Wild Times Archive

Joelle

Zookeeper Joelle has a passion for animals – but that passion extends beyond her day job of caring for the more than 350 animals here at the Edmonton Valley Zoo. Joelle articulates skeletons!

Articulation, which means giving dead animals a second life, is the process of cleaning bones and forming them into a skeleton. It’s possible that Burmese python Thelma is Joelle’s largest project to date.
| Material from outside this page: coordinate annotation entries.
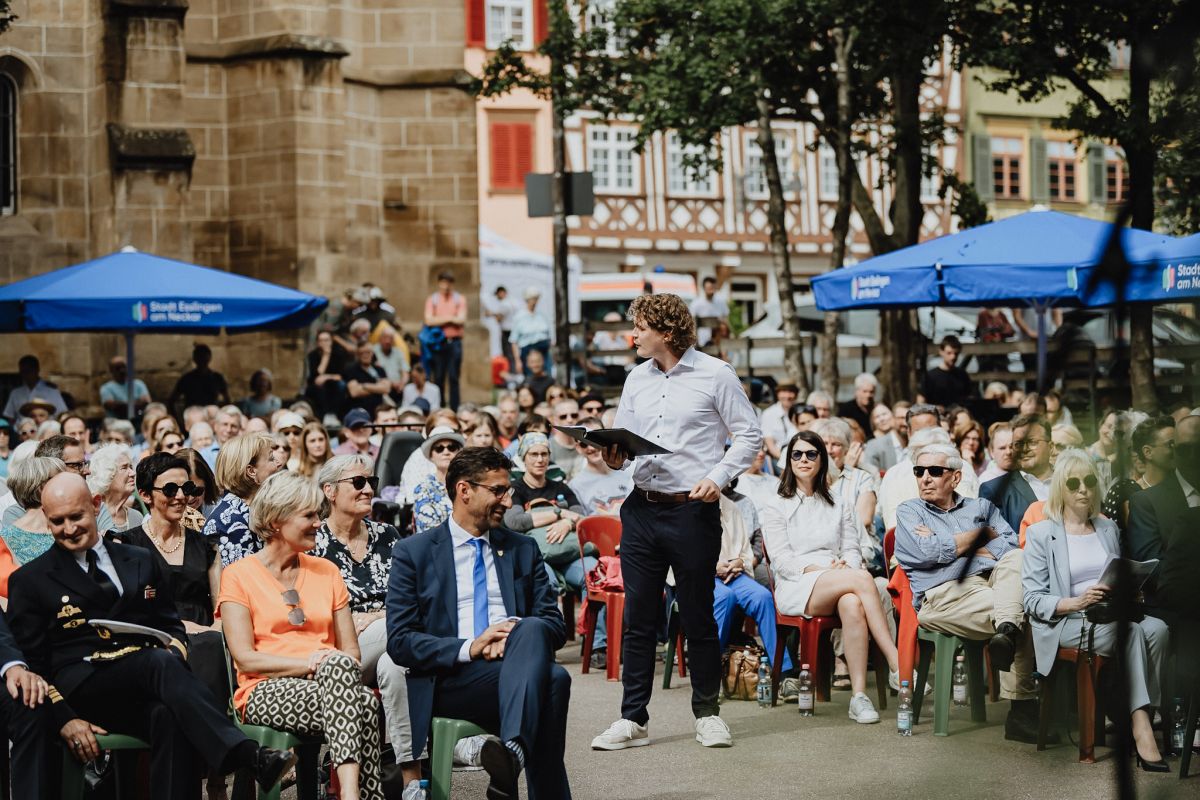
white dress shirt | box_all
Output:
[613,348,762,493]
[448,517,509,662]
[74,537,125,595]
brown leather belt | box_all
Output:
[634,486,691,504]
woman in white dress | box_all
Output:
[762,431,899,723]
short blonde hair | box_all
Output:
[250,470,325,541]
[216,433,274,500]
[1045,447,1100,522]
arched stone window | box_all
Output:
[0,72,17,216]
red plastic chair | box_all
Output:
[575,517,625,680]
[762,542,888,709]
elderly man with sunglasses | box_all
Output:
[895,445,1038,744]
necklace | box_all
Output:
[145,525,185,555]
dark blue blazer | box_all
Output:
[979,469,1038,530]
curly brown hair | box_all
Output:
[626,294,696,356]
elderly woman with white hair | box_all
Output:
[217,471,384,800]
[311,453,421,783]
[88,445,144,531]
[1021,449,1170,772]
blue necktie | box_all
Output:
[470,539,487,636]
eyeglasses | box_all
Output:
[154,481,204,500]
[912,467,954,477]
[335,475,379,492]
[467,481,512,500]
[282,589,308,627]
[1067,475,1099,492]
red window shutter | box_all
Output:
[533,0,550,47]
[466,0,487,47]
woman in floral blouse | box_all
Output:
[413,426,466,534]
[203,433,280,569]
[311,453,421,786]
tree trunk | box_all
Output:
[821,28,856,398]
[1122,35,1158,413]
[550,61,571,386]
[755,82,809,395]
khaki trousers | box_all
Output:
[917,549,1038,700]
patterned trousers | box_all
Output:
[246,655,384,800]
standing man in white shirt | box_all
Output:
[691,276,730,348]
[592,294,762,750]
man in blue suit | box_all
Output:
[979,414,1054,530]
[388,447,571,800]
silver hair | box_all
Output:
[908,428,950,462]
[8,456,67,511]
[88,444,133,494]
[317,453,374,488]
[912,441,962,470]
[809,416,851,447]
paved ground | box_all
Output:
[452,644,1200,800]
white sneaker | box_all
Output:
[454,736,487,772]
[888,670,934,696]
[592,720,650,750]
[696,716,733,747]
[850,692,880,724]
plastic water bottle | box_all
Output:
[756,656,770,709]
[896,680,912,736]
[799,664,816,717]
[1171,697,1188,753]
[400,778,430,800]
[954,656,967,705]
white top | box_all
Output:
[877,457,979,529]
[400,380,442,411]
[761,403,796,449]
[446,517,509,662]
[1067,531,1112,597]
[613,348,762,492]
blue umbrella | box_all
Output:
[0,247,329,417]
[812,211,1169,384]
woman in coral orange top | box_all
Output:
[218,473,384,800]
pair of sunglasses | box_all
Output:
[337,475,379,492]
[282,589,308,627]
[912,467,952,477]
[1067,475,1099,492]
[154,481,204,500]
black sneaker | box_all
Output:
[254,747,296,792]
[479,736,521,800]
[988,622,1021,672]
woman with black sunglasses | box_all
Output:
[310,453,421,784]
[762,431,899,723]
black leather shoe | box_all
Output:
[479,736,521,800]
[1133,750,1171,772]
[254,747,296,792]
[988,622,1021,672]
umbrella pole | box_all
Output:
[1033,302,1046,395]
[125,331,138,433]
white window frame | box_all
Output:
[666,131,716,198]
[587,125,642,194]
[484,0,534,50]
[0,72,20,217]
[742,131,796,200]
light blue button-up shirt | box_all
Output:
[895,492,1018,608]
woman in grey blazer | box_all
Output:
[1021,450,1170,772]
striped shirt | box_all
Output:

Thelma lived here at the Edmonton Valley Zoo. She died in 2015 of natural causes at the age of 23. At the time of her death, she weighed 46 kg (101 lbs) and was more than six metres (20 feet long). It took five zookeepers to hold her!

The process of cleaning and articulating Thelma’s skeleton took a lot of time – but it’s something Joelle sees as a difficult and satisfying puzzle. After skinning the python and breaking it down into eight manageable sections (each with around 120 ribs!), she cleaned the skeleton in a process called maceration, where the bones are left to rot in a water bath outside. It took approximately six months to clean, over two summers (it can’t rot in the winter!). Once the flesh is gone from the bones, they were disinfected and whitened with hydrogen peroxide. It took 50 hours to assemble with glue and wires – rib by rib, vertebra by vertebra. A python skull alone contains over 20 pieces!

Thelma’s skeleton is primarily for education at the zoo. Our education team uses it to allow guests to Get Closer to a Burmese python in the 100 Voices preschool program, school programs, birthdays, and drop-in programs.

Fun fact: Joelle also has prepared a capybara and a serval skull for the education team, and is currently working on articulating a Red Necked Wallaby skeleton – these can be found on display in the Zoo School classroom (Avery Linton Nature Studio).